Other studies have also shown that adaptation is directly related to the climate gradient in the area where the species are distributed. For example, Rehfeldt [56] showed the adaptation of Picea engelmannii populations to heterogeneous environments. Oleksyn et al. [57] presented common garden evidence for elevational ecotypes and the cold adaptation of Picea abies. Islam and Macdonald [58] showed ecophysiological adaptations of Picea mariana and Larix laricina seedlings to flooding. Sáenz-Romero et al. [34] reported elevational-related genetic variation among Pinus oocarpa populations. Andersen et al. [59] observed differences in growth traits (number of secondary branches and seedling height), which were caused by differences in abiotic factors, in nine provenances of Abies guatemalensis. Castellanos-Acuña et al. [60] showed that the mean temperature of the coldest month and an aridity index are strongly related to the genetic adaptation of Mexican tree species. In addition, Konôpková et al. [61] concluded that the Central European provenances of Abies alba from higher elevations, associated with wetter and colder conditions, demonstrated the greatest photosynthetic production and were less sensitive to moderate heat and dryness. Petrík et al. [62] found, in a study of 20 provenances of Fagus sylvatica in Europe, that saplings from hotter, drier environments showed the greatest growth in height, as we found in our study (Table 6).
Strong associations between seedling height and soil variables of seed origin were also detected (Table 6, Figure 4). Similarly, Pickles et al. [63] reported that the height of Douglas-fir seedlings was optimized after the transfer of seeds to drier soils, whereas survival was improved when elevation transfer was minimized, and they concluded that soil biota interacts with biogeography to influence plant ranges.

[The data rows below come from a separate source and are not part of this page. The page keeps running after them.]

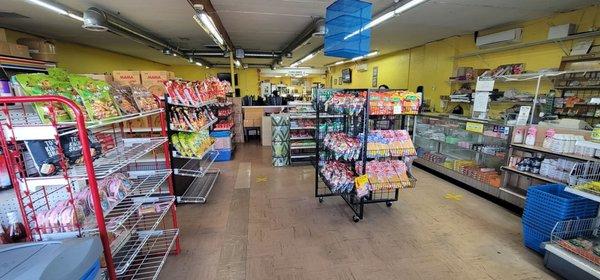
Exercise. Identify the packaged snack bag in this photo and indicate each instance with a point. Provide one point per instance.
(41, 84)
(124, 98)
(142, 97)
(95, 96)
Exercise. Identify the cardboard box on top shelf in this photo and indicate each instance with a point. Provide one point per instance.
(127, 78)
(40, 49)
(100, 77)
(19, 50)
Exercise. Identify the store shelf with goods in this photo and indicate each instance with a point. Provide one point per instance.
(531, 175)
(537, 149)
(200, 188)
(197, 167)
(104, 194)
(204, 127)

Macel et al. [54] found no evidence of adaptation to climate in the legume Lotus corniculatus, and only differences in number of fruits regarding soil origin, showing a weak indication of adaptation to soil conditions.
We observed strong associations between SW and H in relation to climatic and soil variables (Table 6), probably due to control by quantitative trait loci [17]. Similarly, the results of a provenance trial under nursery conditions with Ethiopian Cordia africana showed that SW was significantly and positively correlated with elevation and negatively correlated with mean annual temperature of seed origin [64]. Leal-Sáenz et al. [65] reported that Pinus strobiformis populations in more humid and warmer climates and growing in dense, shady forest stands had heavier seeds because larger seeds could provide greater resources for germination.
The medium-to-high within-provenance heritability values (Table 7), representing the proportion of phenotypic variation attributable to genetic variability within populations, also support the hypothesis of adaptation to local conditions for each provenance under study [20]. However, phenotypic plasticity, which enables species to cope with different environmental scenarios, can explain the complementary part of the growth differences [66,67]. Finally, environmental variation does not necessarily lead to adaptive variation and can also result in non-adaptive phenotypic plasticity [68]. According to the results obtained, the adaptation of provenances of the Mexican spruces to local conditions is more likely. Hence, the use of combinations of germplasm from different provenances for both in situ and ex situ activities should be carried out with caution. Thus, the conservation of current genetic pools should be prioritized, whereas the exchange of germplasm among provenances should be reserved for the genetic rescue of populations with a high extinction risk.

5. Conclusions

Applying the concept of trans-specific traits to the three Mexican spruce species makes local adaptation more visible than these traits only at the species level, probably due to the stronger isolation mechanisms and greater genetic distances among these species, and the different species’ niches.
The study findings indicate the need to consider environmental conditions for future conservation actions and to analyze the relationships between the variation in environmental factors (such as precipitation and edaphic traits) and the growth patterns of tree species. This would enable the identification of favorable forest conditions and reforestation with seedlings of suitable species and origins for each site, considering the environmental setting. By considering the predicted future environmental conditions for each site to be reforested, increased survival rates can also be achieved by reducing the mortality due to the decoupling of plant requirements from the climates and soil in which they have evolved over long periods. Thus, reforestation programs for these species with isolated and fragmented populations should be more successful when seedlings from one provenance are planted in environmental conditions similar to those of the same provenance.
However, the very small ranges and habitats of these three endemic species and the very small sizes of provenances, along with the marked local adaptation detected, make both germplasm exchange among provenances and the ex situ conservation of genetic variation very difficult.

Author Contributions

Conceptualization, C.W.; methodology, C.W.; software, J.M.T.-V.; validation, C.W., J.C.H.-D. and A.C.-P.; formal analysis, J.M.T.-V. and J.L.-U.; investigation, J.M.T.-V.; resources, E.M.-M.; data curation, J.M.T.-V. and S.S.-G.; writing—original draft preparation, C.W.; writing—review and editing, J.L.-U., J.M.T.-V., J.C.H.-D., A.C.-P. and E.M.-M.; visualization, J.C.H.-D.; supervision, C.W.; project administration, C.W. and S.S.-G.; funding acquisition, C.W. All authors have read and agreed to the published version of the manuscript.

Funding

This material is based on work supported by the Consejo Nacional de Ciencia y Tecnología of México (CONACYT) and the Comisión Nacional Forestal (CONAFOR). Moreover, CONACYT provided financial support to José Marcos Torres-Valverde for his master’s studies (CVU No. 1004398).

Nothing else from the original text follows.